PENASULTRAID, JAKARTA – Wayang adalah band Indonesia yang telah mengukir jejak suksesnya dengan banyak lagu hits sejak 1995.
Sedikit melihat ke belakang, sepanjang kariernya di dunia musik, Wayang telah menorehkan sejumlah hits di antaranya: “Damai” (1997), “Dongeng” (1999), “Katanya” (1999), “Kecewa” (2000), “Gadis Kecil” (2000), “Beri Aku Cinta” (2001), “Tak Selamanya” (2002), “Andai Kau Ada” (2002).
Kemudian, “Tersiksa” (2008), “Pasti Bisa” (2014), “Tunggu Apa Lagi” (2018), “Buat Apa Mencoba” (2019), “Tak Pernah Salah” (2020) dan 2 single yang dirilis pada 2023 lalu yaitu “123” dan “Radar”, serta lagu “Cinta Pertama (2025)”.
Adapun deretan album yang pernah dikeluarkan Wayang antara lain album perdananya “Damai” yang dirilis pada 1997 dan beberapa album lainnya yaitu “Dongeng” (1999), “Transisi” (2000), “The Best of Wayang” (2001), “WYG” (2002), dan “Dari Hati” (2003).
Setelah melalui perjalanan panjang di dunia musik Indonesia, di pertengahan 2026 ini Wayang memutuskan memulai era baru mereka dengan berbagai perubahan yang cukup mengagetkan baik dalam tubuh Wayang maupun secara musik.
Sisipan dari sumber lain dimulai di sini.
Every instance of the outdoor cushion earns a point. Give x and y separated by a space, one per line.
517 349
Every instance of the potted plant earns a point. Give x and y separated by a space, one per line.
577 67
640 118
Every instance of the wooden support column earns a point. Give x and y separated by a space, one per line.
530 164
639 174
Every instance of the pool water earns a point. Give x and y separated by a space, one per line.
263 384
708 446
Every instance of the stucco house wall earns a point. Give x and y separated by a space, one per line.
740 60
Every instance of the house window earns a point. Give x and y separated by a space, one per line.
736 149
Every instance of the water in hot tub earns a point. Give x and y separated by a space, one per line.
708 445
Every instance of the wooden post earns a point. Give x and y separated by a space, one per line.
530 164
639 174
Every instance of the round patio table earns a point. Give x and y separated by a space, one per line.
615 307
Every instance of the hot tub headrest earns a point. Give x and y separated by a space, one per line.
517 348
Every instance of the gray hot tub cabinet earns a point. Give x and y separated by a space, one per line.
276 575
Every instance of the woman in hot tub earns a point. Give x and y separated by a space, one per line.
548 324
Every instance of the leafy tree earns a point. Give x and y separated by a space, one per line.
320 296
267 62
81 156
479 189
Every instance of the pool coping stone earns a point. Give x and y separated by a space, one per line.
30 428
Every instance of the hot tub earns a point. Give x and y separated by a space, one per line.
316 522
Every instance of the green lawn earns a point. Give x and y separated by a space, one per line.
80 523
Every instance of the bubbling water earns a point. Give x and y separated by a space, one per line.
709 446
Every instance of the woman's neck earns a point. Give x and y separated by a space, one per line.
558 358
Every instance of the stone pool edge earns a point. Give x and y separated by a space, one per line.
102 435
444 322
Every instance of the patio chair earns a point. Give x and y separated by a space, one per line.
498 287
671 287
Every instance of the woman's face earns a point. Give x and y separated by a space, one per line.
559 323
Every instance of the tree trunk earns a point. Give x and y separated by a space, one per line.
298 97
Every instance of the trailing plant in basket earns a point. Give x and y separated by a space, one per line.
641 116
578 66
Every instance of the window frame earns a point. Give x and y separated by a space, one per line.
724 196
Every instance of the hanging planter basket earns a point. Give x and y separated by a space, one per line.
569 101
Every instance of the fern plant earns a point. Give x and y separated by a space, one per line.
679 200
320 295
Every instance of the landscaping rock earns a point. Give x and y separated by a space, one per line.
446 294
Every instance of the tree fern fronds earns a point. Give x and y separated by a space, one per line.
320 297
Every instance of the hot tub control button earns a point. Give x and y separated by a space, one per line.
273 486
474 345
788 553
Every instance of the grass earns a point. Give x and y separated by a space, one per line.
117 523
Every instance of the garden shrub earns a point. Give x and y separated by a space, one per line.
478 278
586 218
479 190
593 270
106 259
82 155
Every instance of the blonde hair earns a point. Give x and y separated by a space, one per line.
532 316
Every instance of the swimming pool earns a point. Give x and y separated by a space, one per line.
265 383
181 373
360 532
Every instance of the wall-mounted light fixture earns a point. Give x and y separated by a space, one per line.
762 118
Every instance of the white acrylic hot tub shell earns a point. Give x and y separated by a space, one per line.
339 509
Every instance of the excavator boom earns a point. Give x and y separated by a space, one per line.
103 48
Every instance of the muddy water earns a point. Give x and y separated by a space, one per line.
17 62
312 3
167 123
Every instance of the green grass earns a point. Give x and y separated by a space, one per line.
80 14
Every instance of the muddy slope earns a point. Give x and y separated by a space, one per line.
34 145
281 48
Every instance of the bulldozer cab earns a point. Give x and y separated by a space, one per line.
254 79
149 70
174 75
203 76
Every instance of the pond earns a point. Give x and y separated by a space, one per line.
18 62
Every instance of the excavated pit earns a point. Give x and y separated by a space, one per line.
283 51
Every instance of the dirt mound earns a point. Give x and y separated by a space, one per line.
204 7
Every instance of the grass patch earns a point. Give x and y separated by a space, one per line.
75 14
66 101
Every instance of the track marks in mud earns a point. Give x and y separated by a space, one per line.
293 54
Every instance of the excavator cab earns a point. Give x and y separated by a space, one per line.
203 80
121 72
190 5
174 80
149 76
Kini Wayang hadir dengan formasi baru yaitu Taurin (Vocal), Odji (Bass), Ilham (Gitar), Aie (Gitar), dan Farid (Drum).
Odji mengungkapkan bahwa pada akhir 2025 lalu hanya tersisa dirinya sebagai personil asli yang masih ingin meneruskan perjalanan Wayang.
“Bunda Lilik sebagai orang tua Wayang yang dari awal membangun dan membesarkan band ini ingin agar Wayang tetap selalu ada. Lalu kita mencoba mencari personil baru tanpa audisi, sebelumnya Wayang memang sudah dibantu oleh Aie sebagai gitaris,” ungkap Odji tentang perubahan Wayang, Selasa 28 April 2026.
Lalu melalui salah satu teman, Odji bertemu Taurin dan Farid di Januari 2026. Usai ngobrol, ternyata cocok. Kemudian mereka mengajak Ilham yang juga seorang gitaris.
Akhirnya mereka mencoba berjalan dengan dua gitaris dan ternyata kehadiran personil-personil baru ini justru memberi angin segar di musik Wayang.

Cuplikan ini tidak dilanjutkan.